Which of the following is the primary cause of habitat loss worldwide?
AVolcanic eruptions
BEarthquakes
CHuman activities like agriculture and urban development
DNatural wildfires
While natural events like volcanic eruptions and wildfires can damage habitats, human activities — especially converting forests and grasslands into farmland and cities — are by far the leading cause of habitat loss globally. About half of the world's habitable land has been converted for agriculture.
Question 2 True / False
Once a species goes extinct, it can eventually return through evolution.
TTrue
FFalse
Answer: False
Extinction is permanent. While evolution can produce new species over millions of years, it will never recreate the exact same species that was lost. The passenger pigeon, the dodo, and the woolly mammoth are gone forever. This is why preventing extinction through conservation is so important — there is no undo button.
Question 3 Short Answer
Describe one example of how humans have positively impacted an ecosystem, and explain what made it successful.

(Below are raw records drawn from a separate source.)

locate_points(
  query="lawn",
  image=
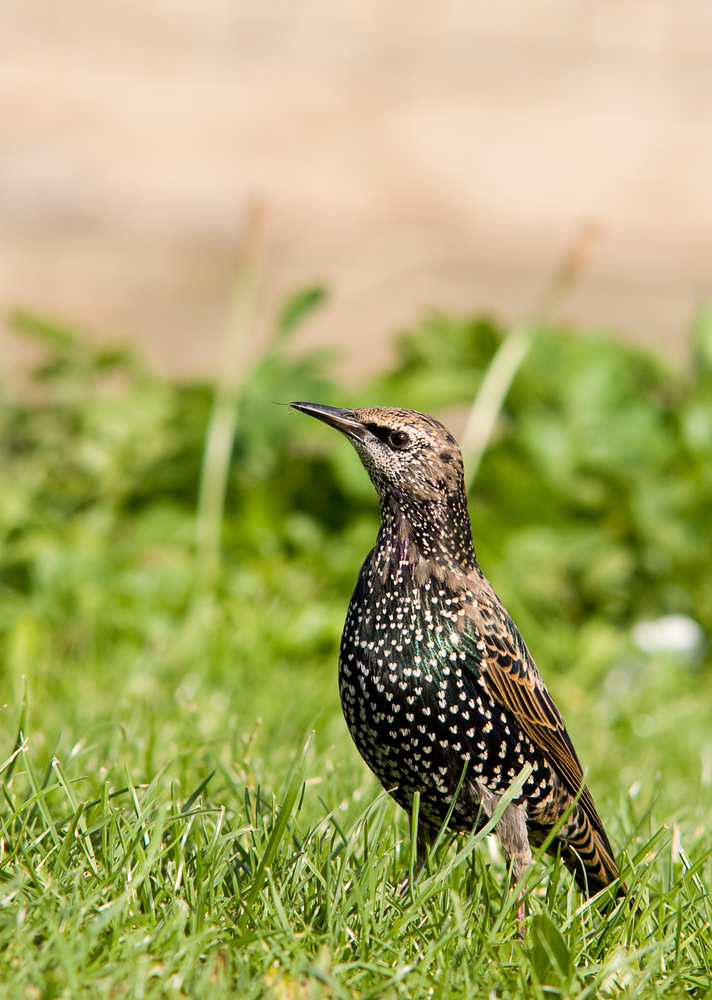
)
(183, 813)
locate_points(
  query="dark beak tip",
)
(342, 420)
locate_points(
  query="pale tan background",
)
(411, 153)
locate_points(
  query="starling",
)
(434, 676)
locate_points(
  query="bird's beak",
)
(345, 421)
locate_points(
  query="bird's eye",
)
(399, 440)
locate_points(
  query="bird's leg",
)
(420, 855)
(513, 836)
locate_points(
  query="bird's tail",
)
(587, 853)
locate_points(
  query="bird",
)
(434, 677)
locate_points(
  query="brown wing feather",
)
(513, 681)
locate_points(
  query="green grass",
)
(170, 828)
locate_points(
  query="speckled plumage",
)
(433, 673)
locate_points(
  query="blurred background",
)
(409, 154)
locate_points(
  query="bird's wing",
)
(510, 678)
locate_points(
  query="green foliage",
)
(152, 842)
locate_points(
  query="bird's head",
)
(409, 456)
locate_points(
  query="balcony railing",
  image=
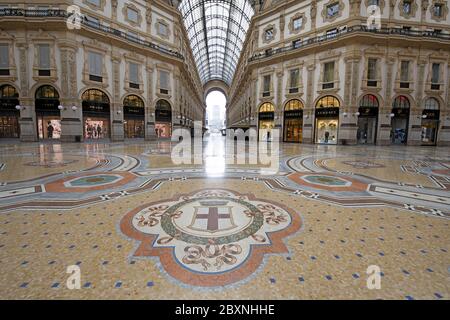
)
(58, 13)
(350, 30)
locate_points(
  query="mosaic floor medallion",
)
(364, 164)
(328, 181)
(210, 238)
(50, 163)
(90, 182)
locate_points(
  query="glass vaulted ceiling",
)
(216, 30)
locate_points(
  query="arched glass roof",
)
(216, 30)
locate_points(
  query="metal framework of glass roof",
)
(216, 31)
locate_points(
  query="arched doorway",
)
(400, 120)
(134, 117)
(327, 120)
(48, 114)
(430, 122)
(9, 115)
(293, 121)
(96, 114)
(163, 119)
(266, 121)
(367, 119)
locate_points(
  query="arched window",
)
(293, 105)
(8, 92)
(133, 101)
(369, 101)
(328, 102)
(401, 102)
(46, 92)
(431, 104)
(163, 105)
(267, 107)
(95, 95)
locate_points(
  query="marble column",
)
(117, 132)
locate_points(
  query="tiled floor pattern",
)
(327, 258)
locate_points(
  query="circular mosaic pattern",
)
(91, 181)
(218, 236)
(326, 180)
(50, 163)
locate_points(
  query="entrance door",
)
(429, 132)
(9, 126)
(293, 130)
(96, 127)
(49, 126)
(367, 127)
(134, 128)
(327, 130)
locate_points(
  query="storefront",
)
(430, 122)
(293, 121)
(48, 115)
(367, 120)
(134, 117)
(96, 114)
(400, 120)
(163, 119)
(327, 120)
(266, 121)
(9, 115)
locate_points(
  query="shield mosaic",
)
(211, 237)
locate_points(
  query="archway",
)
(430, 121)
(215, 119)
(163, 119)
(367, 119)
(48, 112)
(266, 121)
(327, 120)
(96, 114)
(9, 115)
(293, 121)
(134, 117)
(400, 120)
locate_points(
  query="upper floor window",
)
(132, 15)
(438, 10)
(44, 56)
(268, 34)
(372, 72)
(297, 23)
(407, 7)
(404, 74)
(328, 75)
(94, 2)
(134, 75)
(95, 67)
(4, 60)
(294, 80)
(164, 82)
(163, 29)
(333, 10)
(266, 85)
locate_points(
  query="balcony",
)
(58, 13)
(348, 31)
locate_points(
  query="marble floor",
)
(122, 221)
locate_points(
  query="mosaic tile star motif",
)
(211, 237)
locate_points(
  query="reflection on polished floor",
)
(138, 226)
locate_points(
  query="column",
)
(117, 132)
(71, 115)
(150, 107)
(384, 119)
(308, 112)
(27, 119)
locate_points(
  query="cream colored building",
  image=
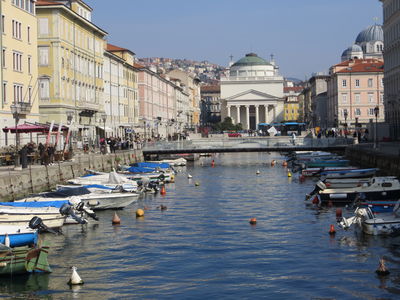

Think about your answer, then reveal below.
Model answer: The bald eagle was nearly driven to extinction in the U.S. due to the pesticide DDT, which thinned their eggshells and prevented chicks from surviving. After DDT was banned in 1972 and conservation programs protected nesting sites, the bald eagle population recovered dramatically and was removed from the endangered species list in 2007. The combination of removing the threat (DDT) and actively protecting the species made recovery possible.
This example shows that human impact is not one-directional — we can also repair damage. Success required both stopping the harmful activity (banning DDT) and taking active conservation steps (habitat protection, breeding programs). Most ecosystem recovery stories follow this pattern.